8 thoughts on “Eating Bugs: The Silkworm

  1. Lynda

    You and my brother would have been good friends. He was always trying ‘different’ foods, and sometimes he even snuck them into dinner when I was cooking! 😉
    Thanks for visiting me today!

  2. Anurag

    I don’t know how the canned ones taste because I get them fresh. Even fresh, they have a smell which is quite repugnant. The paste like substance tastes better when you let the oil and salt get inside. I guess the outer crust stops the oil to permeate inside. My solution: just chop it up before cooking. I like it that way!! Don’t know how canned ones will taste though.

    A silkworm lover from India.

  3. Bolko

    I am researching entomophagy, although still haven’t eatn any insect. Silkworm pupae are widely eatn in Asia, but from what I read they are an acquired taste. There are tastier insects to try like mealworms or waxworms.

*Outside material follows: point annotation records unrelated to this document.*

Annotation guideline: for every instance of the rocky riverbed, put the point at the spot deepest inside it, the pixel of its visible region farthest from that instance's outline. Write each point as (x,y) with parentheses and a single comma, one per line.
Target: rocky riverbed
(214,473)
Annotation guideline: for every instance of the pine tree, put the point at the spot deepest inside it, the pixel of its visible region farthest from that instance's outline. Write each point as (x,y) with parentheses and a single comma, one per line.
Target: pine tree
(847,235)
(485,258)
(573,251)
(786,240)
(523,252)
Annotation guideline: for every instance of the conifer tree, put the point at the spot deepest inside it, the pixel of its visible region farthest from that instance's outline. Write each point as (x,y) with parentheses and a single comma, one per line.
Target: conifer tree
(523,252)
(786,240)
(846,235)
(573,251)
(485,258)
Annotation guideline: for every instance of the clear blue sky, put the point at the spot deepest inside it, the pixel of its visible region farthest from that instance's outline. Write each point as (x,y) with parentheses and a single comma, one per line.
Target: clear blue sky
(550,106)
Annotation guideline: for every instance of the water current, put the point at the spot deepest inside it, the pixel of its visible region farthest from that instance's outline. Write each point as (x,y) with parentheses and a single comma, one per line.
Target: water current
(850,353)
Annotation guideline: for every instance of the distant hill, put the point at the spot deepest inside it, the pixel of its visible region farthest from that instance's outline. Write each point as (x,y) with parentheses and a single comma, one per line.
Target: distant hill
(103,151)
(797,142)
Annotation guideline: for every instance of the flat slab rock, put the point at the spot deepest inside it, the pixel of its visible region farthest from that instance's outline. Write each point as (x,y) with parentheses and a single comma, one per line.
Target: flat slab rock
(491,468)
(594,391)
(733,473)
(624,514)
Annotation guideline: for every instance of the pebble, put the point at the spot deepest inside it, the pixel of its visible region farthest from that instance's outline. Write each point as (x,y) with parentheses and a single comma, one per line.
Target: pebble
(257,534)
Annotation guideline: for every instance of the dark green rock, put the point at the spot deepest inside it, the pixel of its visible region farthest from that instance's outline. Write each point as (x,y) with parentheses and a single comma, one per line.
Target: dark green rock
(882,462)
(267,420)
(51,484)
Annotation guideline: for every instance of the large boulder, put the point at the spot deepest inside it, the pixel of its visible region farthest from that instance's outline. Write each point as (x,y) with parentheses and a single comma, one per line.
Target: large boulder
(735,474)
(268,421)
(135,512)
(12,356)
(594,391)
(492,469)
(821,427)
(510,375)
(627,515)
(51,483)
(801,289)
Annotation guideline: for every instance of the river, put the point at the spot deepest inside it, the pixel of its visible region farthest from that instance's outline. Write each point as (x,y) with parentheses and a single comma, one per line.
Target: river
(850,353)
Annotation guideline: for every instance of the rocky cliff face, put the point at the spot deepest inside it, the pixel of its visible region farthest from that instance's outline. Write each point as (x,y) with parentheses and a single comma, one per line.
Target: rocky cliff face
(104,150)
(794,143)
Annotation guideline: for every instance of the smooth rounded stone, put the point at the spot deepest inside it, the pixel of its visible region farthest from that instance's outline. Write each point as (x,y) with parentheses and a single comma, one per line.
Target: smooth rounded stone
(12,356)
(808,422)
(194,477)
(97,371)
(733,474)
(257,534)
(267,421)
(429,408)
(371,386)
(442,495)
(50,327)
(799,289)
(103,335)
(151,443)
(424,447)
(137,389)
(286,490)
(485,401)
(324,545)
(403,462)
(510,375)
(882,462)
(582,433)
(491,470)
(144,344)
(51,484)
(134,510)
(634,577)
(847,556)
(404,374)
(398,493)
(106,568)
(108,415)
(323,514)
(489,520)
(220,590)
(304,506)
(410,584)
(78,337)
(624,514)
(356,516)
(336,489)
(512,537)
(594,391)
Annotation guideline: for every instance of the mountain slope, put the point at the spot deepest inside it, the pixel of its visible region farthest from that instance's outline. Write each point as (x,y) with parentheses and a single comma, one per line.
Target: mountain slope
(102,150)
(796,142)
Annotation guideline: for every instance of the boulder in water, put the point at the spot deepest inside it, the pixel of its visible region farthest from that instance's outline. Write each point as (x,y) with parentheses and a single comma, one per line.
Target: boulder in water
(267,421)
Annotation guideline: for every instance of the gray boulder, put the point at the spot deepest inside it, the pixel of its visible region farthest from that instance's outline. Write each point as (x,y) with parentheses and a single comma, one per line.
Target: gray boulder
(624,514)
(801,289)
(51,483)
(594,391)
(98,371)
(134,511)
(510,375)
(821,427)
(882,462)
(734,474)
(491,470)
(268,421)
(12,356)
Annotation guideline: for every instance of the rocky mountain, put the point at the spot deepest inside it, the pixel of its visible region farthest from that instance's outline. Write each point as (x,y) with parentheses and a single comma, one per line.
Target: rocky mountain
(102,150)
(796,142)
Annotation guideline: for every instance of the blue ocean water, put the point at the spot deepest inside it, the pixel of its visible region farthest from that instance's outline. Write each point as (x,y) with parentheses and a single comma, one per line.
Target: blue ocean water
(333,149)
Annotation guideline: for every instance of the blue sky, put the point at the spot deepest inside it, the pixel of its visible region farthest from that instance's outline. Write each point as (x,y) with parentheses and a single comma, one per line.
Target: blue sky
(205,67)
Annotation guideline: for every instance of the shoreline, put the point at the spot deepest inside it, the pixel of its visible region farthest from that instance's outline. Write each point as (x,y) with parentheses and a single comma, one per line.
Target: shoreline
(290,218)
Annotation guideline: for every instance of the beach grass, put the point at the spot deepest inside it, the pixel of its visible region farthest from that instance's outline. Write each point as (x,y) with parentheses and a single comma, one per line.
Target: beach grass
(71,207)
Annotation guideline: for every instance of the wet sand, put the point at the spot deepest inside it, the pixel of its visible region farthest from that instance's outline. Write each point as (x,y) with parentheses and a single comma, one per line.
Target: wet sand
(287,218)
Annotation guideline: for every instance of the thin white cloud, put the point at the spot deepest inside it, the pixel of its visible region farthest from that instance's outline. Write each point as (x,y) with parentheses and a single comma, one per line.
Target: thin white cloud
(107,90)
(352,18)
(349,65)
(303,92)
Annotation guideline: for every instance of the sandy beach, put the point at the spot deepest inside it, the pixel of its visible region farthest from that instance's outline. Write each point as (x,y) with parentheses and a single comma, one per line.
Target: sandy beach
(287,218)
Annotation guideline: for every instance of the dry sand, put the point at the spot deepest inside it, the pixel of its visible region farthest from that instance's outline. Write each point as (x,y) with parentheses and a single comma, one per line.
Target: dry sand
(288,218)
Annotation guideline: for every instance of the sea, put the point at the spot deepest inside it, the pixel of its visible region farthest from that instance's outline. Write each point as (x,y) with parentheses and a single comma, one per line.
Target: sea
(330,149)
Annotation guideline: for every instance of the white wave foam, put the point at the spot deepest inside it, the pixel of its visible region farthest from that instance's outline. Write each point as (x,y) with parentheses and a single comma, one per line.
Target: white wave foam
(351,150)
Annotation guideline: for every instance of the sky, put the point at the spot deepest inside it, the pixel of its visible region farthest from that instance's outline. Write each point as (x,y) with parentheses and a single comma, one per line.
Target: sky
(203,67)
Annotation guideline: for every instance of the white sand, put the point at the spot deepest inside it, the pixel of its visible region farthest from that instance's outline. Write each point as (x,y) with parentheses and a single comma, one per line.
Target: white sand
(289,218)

Although little-known, actually the ancestral subspecies that was the basis for the domestic silkworm still lives in the wild in China. Its caterpillar has the ability to climb on mulberry branches and its moth can fly. Domestic mealworms can’t neither climb nor fly, they only can climb to a place to make a cocoon. You can buy easily silkworm eggs, and if you have mulberry leaves near you, you can grow them easily. Otherwise you can order a mulberry paste for them. But they need quite clean conditions to grow, because they aren’t like the wild ones and have no resistance to diseases. Then you can experience fresh silkworms or eat them as larvae, which are considered by some as tastier.